La Conferenza informale dei Presidenti dei Parlamenti dell’UE di Bratislava è

stata organizzata su iniziativa del Presidente del National Council della Slovacchia, Andrej Danko, in reazione al risultato del referendum britannico dello scorso giugno.

All’incontro sono stati invitati i Presidenti dei Parlamenti nazionali e del Parlamento europeo. Ad esso parteciperanno il Presidente del Parlamento europeo Martin Schulz e i rappresentanti di 26 Camere di 23 Stati membri.

Scopo dell’incontro è svolgere una discussione aperta ed informale sull’attuale situazione e sul futuro dell’Unione europea, al fine di attribuire ai Parlamenti un ruolo attivo nel dibattito già avviato a livello di Capi di stato e di Governo.
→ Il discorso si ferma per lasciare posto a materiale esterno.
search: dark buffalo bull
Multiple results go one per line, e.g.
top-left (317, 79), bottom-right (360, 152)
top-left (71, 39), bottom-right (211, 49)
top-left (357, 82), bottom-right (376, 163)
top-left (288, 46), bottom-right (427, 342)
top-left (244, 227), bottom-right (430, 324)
L’incontro si articolerà in due sessioni: la prima relativa alle sfide attuali dell’UE, e in particolare alle minacce all’unità europea e al superamento del gap tra l’Unione europea e i suoi cittadini; la seconda agli obiettivi futuri, con particolare riferimento al ruolo dei Parlamenti nazionali, alla coesione interna dell’UE e ad un’Europa impegnata sul piano globale.

In ciascuna sessione si svolgeranno interventi introduttivi (per una durata di 4-5 minuti ciascuno) da parte dei Presidenti che abbiano espresso tale intenzione, seguiti da un dibattito strutturato nella forma di una tavola rotonda.

In relazione alla natura informale della Conferenza, il Parlamento slovacco non ha predisposto note di orientamento e l’incontro non sarà registrato. Al termine della Conferenza il Presidente del National Council svolgerà una conferenza stampa.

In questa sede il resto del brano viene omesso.